The cramped gymnasium on the first floor of Newtownard’s leisure centre had been due to hold a pole-dancing class last night. Instead it witnessed Northern Ireland’s entire political world turned on its head.
A keep-fit suite, with sports equipment neatly pushed to one side, certainly provided an incongruous setting for the announcement of Stormont First Minister Peter Robinson's stunning defeat to Naomi Long.
But for an Alliance Party candidate who was a keen fencer at school, it hardly mattered where her most famous duel was won.
Moments after the first box from the east Belfast constituency was prized open in the counting centre downstairs rumours of an upset start to brew.
Alliance, a party founded on the cross community ethos, had never won a Westminster seat on Northern Ireland's deeply divided electoral map, but the collective expression on the faces of the party's tally checkers indicated that history beckoned.
They rushed back and forth frantically trying to establish if the unlikely story unfolding along with the ballot papers at their desk was unfolding everywhere else.
It was.
And if their own clipboards didn't confirm it, the increasingly sullen disposition of the DUP contingent did.
At this stage Mrs Long, Belfast's incumbent lord mayor, had decamped to an impromptu base in one of the centre's empty changing rooms.
Surrounded by half-opened, coin-operated lockers, she sat far from the frenzy engulfing the rest of the building, no doubt wondering if the impossible was about happen.
"I'm leaving the counting to everyone else," she said. "I just couldn't face that at the moment."
Mr Robinson, meanwhile, was nowhere to be seen.

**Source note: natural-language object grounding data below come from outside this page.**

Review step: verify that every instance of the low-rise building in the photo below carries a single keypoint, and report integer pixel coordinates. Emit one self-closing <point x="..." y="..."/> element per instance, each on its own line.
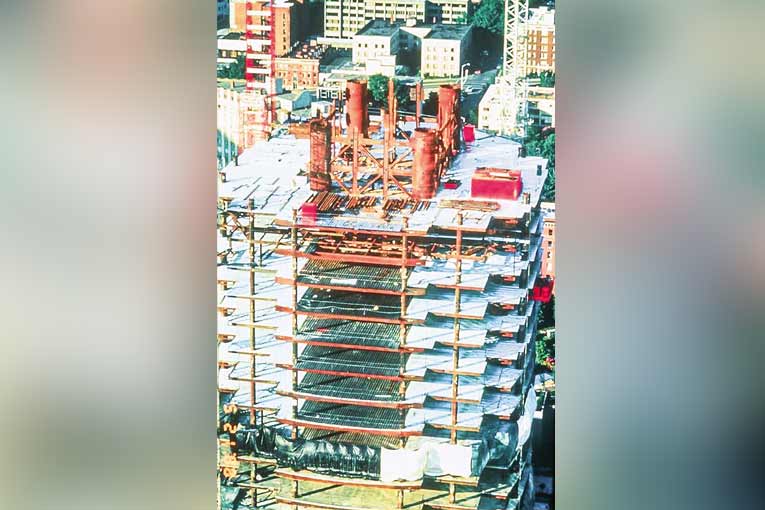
<point x="344" y="18"/>
<point x="377" y="39"/>
<point x="231" y="45"/>
<point x="300" y="69"/>
<point x="490" y="109"/>
<point x="548" y="239"/>
<point x="444" y="49"/>
<point x="448" y="11"/>
<point x="540" y="40"/>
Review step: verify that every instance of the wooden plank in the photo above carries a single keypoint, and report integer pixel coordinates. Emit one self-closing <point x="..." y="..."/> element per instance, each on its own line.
<point x="310" y="476"/>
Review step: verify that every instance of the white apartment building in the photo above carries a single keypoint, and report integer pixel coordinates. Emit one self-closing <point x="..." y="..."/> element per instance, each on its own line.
<point x="490" y="109"/>
<point x="375" y="46"/>
<point x="448" y="11"/>
<point x="445" y="49"/>
<point x="344" y="18"/>
<point x="540" y="41"/>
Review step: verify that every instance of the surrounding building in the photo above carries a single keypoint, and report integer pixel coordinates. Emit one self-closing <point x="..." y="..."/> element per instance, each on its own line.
<point x="448" y="11"/>
<point x="344" y="18"/>
<point x="548" y="239"/>
<point x="231" y="46"/>
<point x="290" y="102"/>
<point x="445" y="49"/>
<point x="540" y="45"/>
<point x="223" y="13"/>
<point x="300" y="69"/>
<point x="439" y="50"/>
<point x="376" y="46"/>
<point x="291" y="21"/>
<point x="397" y="10"/>
<point x="490" y="109"/>
<point x="237" y="15"/>
<point x="541" y="107"/>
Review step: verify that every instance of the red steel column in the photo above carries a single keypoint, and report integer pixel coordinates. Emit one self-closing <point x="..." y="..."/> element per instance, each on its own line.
<point x="357" y="113"/>
<point x="424" y="166"/>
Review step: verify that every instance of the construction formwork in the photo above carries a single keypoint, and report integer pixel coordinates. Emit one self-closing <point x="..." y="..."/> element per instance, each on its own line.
<point x="376" y="326"/>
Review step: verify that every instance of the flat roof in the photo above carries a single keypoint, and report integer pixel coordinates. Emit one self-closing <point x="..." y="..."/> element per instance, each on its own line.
<point x="378" y="27"/>
<point x="440" y="31"/>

His son Gareth and daughter Rebekah tallied feverishly along with the rest of the DUP team, but even they knew the signs weren't good.
This was the first time Northern Ireland had counted its general election results through the night, and the late hour seemed to add to the drama as declaration approached around 1am.
The candidates were told the result privately moments before the official notification and the shockwaves reached the upstairs gym long before the returning officer did.
Her face flushed with emotion, Mrs Long stopped briefly at the door and took several deep breaths before entering. Battling her way through the throng of well wishers and interview hungry reporters, she hadn't even reached the stage before the winner was announced.
She had got a lot further than the outgoing MP though, who was still to appear.
Finally the DUP leader emerged, harbouring no illusions about what awaited him. He forced a weak smile, but it could not hide his discomfort.
"You should always be careful what you wish for in politics," he said wryly after pointing out that he had personally not wanted to run again for Westminster.
For Mrs Long, the flame-haired fencer who had just vanquished a seemingly unbeatable opponent, her wish really had come true. "It feels great," she smiled when asked what it was like to notch the biggest underdog victory in Northern Ireland's political history. "It feels just great."